Sucedió en mi pueblo a comienzos de los años sesenta. Había un grupo de hombres jugándose el dinero a las cartas en un reservado de uno de los bares del pueblo. Luz macilenta y “caldo de gallina” en el ambiente. En aquellos tiempos estaban prohibidos los envites con los naipes y los que se arriesgaban buscaban lugares discretos dentro de los locales, como la conocida como “sala del burro”.
Aquella noche al entrar la Guardia Civil sorpresivamente en las sala, como solía hacer en algunas ocasiones, disolvió la reunión con algo más que palabras. Los jugadores no tuvieron tiempo nada más que de recoger lo que no cayó al suelo con el alboroto y la timba terminó como el rosario de la aurora, saliendo cada uno por la puerta que tenía más cercana.

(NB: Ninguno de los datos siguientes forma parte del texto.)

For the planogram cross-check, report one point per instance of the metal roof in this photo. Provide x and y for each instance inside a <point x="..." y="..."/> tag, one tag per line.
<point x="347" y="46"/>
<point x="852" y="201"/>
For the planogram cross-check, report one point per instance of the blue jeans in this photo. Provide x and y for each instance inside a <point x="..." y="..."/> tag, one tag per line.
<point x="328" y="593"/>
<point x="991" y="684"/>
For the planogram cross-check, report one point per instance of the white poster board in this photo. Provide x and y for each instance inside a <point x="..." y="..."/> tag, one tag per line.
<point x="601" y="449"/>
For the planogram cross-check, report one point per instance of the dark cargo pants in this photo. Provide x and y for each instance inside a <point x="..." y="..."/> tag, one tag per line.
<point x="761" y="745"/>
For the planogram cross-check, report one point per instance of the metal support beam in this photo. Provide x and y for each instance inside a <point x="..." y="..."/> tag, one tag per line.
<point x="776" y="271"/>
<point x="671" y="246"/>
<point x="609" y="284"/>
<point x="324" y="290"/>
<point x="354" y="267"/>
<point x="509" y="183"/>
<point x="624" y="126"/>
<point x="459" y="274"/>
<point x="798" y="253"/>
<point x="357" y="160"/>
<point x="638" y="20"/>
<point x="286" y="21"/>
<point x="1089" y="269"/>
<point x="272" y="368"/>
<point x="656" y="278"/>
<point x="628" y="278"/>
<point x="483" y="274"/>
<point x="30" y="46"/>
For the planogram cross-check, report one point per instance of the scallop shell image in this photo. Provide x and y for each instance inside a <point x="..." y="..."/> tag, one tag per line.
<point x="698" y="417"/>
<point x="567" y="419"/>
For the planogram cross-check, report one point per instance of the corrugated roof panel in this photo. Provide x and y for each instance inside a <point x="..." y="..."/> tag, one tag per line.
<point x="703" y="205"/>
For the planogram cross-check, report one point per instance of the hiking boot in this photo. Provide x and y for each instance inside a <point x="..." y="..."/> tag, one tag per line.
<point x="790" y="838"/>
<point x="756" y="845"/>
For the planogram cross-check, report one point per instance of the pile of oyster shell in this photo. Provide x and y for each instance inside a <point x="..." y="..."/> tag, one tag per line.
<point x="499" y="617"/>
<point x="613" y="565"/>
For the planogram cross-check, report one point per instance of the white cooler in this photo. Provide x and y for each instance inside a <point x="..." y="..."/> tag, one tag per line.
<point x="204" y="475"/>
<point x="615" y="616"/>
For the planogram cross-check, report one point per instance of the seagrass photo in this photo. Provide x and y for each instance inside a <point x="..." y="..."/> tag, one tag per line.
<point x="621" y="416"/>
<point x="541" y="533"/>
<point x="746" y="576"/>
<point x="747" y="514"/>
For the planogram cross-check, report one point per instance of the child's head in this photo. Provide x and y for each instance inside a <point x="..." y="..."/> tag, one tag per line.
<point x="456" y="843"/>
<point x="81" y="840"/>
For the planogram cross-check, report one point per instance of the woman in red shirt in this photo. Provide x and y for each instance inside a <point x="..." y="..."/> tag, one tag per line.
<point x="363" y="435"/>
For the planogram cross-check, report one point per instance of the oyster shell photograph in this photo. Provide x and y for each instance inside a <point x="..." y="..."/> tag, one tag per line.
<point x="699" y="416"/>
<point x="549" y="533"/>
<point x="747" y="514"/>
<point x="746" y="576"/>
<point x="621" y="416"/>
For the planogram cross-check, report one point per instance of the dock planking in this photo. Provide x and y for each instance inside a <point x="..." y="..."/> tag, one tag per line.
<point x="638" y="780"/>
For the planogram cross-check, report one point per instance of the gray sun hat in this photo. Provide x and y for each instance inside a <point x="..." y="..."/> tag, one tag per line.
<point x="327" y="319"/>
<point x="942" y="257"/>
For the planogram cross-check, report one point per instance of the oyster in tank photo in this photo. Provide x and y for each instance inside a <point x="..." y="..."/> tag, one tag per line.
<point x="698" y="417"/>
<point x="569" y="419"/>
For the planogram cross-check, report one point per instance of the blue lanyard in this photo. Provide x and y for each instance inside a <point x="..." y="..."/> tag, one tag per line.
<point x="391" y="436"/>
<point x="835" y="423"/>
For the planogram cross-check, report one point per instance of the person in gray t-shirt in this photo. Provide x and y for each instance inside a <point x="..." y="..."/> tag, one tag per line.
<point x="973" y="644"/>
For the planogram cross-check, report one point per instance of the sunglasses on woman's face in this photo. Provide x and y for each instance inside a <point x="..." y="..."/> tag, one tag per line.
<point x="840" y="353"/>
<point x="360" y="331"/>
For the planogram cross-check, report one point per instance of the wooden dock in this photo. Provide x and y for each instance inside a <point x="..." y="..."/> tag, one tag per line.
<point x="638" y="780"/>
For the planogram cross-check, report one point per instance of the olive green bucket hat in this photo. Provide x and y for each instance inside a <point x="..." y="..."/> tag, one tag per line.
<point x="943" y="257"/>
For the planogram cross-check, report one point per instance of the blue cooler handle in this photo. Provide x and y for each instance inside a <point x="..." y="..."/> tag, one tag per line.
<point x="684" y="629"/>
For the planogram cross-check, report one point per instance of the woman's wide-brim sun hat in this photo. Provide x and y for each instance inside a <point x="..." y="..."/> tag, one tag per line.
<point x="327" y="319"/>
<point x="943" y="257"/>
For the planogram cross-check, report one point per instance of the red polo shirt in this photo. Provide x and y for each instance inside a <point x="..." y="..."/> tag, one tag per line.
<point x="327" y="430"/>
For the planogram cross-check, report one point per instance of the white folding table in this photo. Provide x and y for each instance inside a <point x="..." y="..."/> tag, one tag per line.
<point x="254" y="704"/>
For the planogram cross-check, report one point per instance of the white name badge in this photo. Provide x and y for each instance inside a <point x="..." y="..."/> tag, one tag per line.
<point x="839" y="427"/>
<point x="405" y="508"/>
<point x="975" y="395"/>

Los parroquianos que estaban en la barra abandonaron prudentemente el local con el último sorbo de vino en la boca para evitar algún posible contratiempo. Sólo uno, con una melopea de no te menees y que había observado la entrada de los guardias y la salida impetuosa de los admiradores de Heraclio Fournier permanecía anclado en el mostrador ante el temor de que sus pies no respondieran a la urgencia que la situación requería.